Leonie hat ihren letzten Arbeitstag. Zum Dank für die denkenswerte Zeit hat sie ihrem Vorgesetzten ein ganz bestimmtes Abschiedsgeschenk bereitet. Sie hat Kressesamen eingeweicht, bis sie schön schleimig geworden sind. Im Büro des Chefs holt sie den Glibber mit einem Esslöffel aus dem Gefrierbeutel und schmiert ihn auf Leitz-Ordner, Tastatur, Mousepad und den kleinen Stoffbären, mit dem Herta-BSC-Trickot auf der Fensterbank.

Ihre Kisten waren schon gepackt, die Bücher auf die umliegenden öffentlichen Bücherschränke verteilt, das Internet hatte sie abgemeldet. Im Flughafen, auf dem Weg zu den Philippinen erreicht sie eine Mail. Er sehe davon ab, die Behörden einzuschalten, aber sie werde in dieser Branche nie wieder einen Fuß auf die Erde kriegen, dafür werde er sorgen. Und sie hatte so gerne in der Pflanzengenetik gearbeitet, allerdings nicht bei Mosweti (erinnert an Monsanto), nicht mit genmanipuliertem Mais und nicht mit einem brüllenden Zentauren.

Vier Monate war sie unterwegs gewesen und hatte gedacht, nun sei Gras über die Kresse gewachsen. Nun jedoch saß sie in ihrem ehemaligen Kinderzimmer auf dem Bett und schrieb unzählige Bewerbungen, die fast alle unbeantwortet blieben. Ihr Ex-Chef hielt, was er versprochen hatte. Hier in Bocholt, gleich neben ihren streitenden Eltern wird sie versinken, also rafft sie sich auf und zieht nach München. Eine hochpreisige möblierte Absteige ist schnell gefunden und am Staatsmuseum für Zoologie suchen sie jemanden, der Ordnung in die Exponate bringt. Von Flora zu Fauna, ein Versuch ist es wert.

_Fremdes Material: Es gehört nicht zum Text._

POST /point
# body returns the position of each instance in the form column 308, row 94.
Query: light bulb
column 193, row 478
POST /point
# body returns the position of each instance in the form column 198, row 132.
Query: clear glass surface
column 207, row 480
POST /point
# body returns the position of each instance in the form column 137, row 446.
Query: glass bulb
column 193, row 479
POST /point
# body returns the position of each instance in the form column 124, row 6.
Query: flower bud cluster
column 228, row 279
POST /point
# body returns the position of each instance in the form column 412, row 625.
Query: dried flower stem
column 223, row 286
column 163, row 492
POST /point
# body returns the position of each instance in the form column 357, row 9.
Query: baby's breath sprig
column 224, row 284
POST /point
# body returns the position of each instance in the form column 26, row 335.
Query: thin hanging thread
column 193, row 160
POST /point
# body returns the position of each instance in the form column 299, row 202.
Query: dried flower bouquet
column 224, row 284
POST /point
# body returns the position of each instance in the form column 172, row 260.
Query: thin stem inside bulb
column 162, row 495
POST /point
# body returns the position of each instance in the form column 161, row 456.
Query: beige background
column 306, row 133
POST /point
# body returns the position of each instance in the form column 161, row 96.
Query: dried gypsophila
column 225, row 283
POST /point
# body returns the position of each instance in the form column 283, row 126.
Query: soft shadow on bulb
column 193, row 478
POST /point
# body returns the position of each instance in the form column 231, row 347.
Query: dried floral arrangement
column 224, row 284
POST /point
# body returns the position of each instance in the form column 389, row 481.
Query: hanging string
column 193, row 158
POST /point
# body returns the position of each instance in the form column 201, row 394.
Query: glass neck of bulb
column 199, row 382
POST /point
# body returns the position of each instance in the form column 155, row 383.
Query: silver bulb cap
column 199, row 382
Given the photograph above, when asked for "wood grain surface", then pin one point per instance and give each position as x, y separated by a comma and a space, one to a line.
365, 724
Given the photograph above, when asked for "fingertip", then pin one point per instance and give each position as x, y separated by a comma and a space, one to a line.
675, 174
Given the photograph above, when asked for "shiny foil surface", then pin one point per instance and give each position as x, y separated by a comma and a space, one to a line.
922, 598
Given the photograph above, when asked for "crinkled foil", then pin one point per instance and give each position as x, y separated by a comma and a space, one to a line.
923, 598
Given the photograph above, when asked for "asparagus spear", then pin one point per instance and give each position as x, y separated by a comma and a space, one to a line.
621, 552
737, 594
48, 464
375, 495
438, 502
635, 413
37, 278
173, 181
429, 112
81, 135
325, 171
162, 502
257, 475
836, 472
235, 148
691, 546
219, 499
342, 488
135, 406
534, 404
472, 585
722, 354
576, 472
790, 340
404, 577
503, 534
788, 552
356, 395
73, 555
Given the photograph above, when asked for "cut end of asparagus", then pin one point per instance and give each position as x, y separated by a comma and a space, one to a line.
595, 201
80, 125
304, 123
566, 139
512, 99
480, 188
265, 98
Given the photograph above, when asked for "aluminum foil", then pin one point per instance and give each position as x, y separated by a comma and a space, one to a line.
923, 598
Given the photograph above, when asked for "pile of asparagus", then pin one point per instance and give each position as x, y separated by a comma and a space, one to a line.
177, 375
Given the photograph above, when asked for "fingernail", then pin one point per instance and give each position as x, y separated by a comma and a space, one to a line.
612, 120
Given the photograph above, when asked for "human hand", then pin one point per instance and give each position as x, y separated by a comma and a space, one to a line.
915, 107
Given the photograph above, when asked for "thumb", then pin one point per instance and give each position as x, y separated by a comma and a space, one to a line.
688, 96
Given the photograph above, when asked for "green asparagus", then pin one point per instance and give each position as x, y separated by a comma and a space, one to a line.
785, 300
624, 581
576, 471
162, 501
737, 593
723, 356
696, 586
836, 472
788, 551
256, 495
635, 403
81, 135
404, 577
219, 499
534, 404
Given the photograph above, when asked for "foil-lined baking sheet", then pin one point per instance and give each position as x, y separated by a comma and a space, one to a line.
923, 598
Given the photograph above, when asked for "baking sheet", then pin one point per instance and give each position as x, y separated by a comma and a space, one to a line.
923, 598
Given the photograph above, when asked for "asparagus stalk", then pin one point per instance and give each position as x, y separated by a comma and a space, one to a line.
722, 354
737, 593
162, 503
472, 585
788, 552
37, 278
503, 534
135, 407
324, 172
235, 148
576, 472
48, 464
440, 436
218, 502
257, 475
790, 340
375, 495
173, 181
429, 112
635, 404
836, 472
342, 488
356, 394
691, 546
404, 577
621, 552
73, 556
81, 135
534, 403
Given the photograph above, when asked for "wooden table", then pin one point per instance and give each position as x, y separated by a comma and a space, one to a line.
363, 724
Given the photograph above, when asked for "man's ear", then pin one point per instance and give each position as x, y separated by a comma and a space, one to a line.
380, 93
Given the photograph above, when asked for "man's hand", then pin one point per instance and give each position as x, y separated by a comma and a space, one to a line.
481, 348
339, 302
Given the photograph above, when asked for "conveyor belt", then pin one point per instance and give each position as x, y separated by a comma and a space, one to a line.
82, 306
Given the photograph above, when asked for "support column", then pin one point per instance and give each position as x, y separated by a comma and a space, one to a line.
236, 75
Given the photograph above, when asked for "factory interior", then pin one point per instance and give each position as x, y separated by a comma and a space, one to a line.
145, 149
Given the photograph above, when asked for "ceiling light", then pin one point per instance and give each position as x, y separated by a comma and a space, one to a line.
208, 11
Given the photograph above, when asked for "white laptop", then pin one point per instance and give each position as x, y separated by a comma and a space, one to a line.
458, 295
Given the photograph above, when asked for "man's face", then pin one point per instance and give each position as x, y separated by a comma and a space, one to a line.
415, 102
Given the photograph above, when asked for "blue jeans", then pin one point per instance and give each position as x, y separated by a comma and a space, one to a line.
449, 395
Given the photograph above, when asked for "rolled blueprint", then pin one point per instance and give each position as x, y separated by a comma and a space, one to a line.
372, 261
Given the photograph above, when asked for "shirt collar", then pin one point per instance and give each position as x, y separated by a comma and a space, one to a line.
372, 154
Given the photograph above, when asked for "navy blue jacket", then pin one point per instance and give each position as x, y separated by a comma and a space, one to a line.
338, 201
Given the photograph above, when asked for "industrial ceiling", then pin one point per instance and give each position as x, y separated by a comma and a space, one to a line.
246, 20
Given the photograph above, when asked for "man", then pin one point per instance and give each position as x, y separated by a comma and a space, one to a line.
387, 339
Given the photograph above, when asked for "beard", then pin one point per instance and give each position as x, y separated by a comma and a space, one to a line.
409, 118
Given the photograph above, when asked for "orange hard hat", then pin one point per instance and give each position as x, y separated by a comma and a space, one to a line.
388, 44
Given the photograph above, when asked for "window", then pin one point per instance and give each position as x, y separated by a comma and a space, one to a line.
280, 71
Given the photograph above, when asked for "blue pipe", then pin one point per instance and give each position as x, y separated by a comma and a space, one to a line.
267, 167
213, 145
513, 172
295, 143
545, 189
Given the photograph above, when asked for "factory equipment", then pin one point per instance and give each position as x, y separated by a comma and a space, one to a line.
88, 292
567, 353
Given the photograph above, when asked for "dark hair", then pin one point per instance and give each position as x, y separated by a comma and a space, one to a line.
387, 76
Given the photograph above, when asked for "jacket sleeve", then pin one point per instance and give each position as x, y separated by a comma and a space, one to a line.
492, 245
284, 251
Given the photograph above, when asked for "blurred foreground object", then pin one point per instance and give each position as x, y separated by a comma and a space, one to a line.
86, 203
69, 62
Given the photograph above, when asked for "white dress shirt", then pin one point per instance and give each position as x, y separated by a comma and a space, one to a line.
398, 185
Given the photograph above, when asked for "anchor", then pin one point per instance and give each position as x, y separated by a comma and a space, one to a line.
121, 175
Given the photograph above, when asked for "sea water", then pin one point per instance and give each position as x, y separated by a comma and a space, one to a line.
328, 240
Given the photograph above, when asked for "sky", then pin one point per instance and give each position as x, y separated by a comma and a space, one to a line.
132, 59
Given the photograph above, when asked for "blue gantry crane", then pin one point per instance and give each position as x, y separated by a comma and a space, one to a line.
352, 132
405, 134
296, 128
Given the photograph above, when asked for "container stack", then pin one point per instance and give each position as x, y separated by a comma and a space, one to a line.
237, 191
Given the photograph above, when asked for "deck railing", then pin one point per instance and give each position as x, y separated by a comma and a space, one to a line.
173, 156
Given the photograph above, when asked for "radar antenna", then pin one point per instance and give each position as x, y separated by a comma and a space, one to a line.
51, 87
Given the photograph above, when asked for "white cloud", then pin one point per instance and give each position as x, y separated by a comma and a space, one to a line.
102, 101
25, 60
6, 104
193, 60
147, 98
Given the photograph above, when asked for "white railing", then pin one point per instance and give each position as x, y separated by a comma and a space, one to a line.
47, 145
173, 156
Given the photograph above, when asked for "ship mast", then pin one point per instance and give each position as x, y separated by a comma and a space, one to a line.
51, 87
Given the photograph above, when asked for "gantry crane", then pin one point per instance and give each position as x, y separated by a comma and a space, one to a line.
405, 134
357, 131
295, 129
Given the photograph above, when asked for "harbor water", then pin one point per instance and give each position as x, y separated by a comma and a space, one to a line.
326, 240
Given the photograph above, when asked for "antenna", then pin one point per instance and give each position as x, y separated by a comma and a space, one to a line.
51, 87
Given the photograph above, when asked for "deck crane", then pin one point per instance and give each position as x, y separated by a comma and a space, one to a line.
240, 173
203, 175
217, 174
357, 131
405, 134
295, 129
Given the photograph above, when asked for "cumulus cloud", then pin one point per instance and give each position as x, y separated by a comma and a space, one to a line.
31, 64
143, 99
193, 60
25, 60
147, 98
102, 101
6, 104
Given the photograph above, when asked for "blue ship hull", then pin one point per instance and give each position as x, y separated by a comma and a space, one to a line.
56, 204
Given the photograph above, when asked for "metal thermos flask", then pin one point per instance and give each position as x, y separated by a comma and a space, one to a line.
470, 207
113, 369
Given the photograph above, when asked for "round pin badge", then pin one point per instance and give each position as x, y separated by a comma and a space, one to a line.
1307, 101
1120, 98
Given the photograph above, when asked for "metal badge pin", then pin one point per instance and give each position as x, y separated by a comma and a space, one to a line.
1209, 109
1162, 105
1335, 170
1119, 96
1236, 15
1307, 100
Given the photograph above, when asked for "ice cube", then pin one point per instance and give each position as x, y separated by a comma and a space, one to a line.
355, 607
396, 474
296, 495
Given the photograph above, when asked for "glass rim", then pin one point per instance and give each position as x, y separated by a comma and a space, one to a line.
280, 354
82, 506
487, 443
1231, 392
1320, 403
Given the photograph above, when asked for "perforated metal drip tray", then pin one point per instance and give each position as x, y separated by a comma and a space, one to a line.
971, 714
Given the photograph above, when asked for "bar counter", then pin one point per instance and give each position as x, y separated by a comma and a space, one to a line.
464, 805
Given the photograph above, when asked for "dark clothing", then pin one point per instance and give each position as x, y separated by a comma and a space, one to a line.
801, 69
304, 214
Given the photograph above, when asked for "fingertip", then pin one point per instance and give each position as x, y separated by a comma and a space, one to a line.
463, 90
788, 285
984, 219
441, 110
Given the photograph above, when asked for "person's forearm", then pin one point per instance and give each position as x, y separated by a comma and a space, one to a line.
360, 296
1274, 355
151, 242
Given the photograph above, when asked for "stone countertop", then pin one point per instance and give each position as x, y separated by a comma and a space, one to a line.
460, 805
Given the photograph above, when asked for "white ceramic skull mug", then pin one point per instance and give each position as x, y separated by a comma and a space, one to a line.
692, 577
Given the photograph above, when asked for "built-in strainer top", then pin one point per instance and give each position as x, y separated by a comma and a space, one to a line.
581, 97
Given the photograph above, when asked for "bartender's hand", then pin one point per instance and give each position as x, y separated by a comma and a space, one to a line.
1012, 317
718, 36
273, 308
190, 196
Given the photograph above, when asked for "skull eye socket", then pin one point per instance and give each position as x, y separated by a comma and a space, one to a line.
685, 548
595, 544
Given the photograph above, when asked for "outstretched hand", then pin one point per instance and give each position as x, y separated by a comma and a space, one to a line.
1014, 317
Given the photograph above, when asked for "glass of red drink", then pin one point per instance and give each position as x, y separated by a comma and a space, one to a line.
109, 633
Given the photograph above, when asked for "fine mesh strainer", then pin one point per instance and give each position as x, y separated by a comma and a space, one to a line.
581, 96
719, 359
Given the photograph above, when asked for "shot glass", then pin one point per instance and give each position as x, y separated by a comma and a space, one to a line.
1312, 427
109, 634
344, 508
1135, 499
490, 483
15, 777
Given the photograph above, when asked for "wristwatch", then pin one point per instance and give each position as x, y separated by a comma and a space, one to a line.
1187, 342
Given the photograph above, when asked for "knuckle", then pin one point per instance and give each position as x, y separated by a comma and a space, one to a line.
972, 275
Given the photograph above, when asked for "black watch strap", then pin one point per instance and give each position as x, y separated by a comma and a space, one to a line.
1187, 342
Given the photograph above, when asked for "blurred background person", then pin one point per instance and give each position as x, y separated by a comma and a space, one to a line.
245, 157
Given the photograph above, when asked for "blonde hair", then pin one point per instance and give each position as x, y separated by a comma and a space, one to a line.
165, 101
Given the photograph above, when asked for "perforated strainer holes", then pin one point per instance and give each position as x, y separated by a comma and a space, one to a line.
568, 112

Fazit: Julia Bähr hat eine absolut aktuelle, humorvolle Geschichte über junge Frauen, die unabhängig bleiben wollen, geschaffen. Vier Frauen versuchen im kleinbürgerlichen, versnobten München dem Kapitalismus ein Schnippchen zu schlagen und auf unkonventionelle Weise Geld zu verdienen. Die Protagonistin schmeißt ihren gut bezahlten Job hin, weil sie den Zeitdruck und ihren cholerischen Vorgesetzten nicht mehr erträgt, der ihre Forschungsarbeit für seine ausgibt. Im teuren München lernt sie drei augenscheinlich sehr erfolgreiche Frauen kennen, die sie zunehmend in ihre Clique aufnehmen. Nach und nach lernt sie ganz neue Seiten an sich kennen und kommt in den Genuss von echter Frauenfreundschaft, die ihr zuvor nie beschieden war. Die Autorin hat einen feinen Sinn für Humor, lässt Selbstironie und Situationskomik mit einfließen und hat mich an zahlreichen Stellen zum Lachen gebracht. Das ist frisch, frech, amüsant und so unterhaltsam.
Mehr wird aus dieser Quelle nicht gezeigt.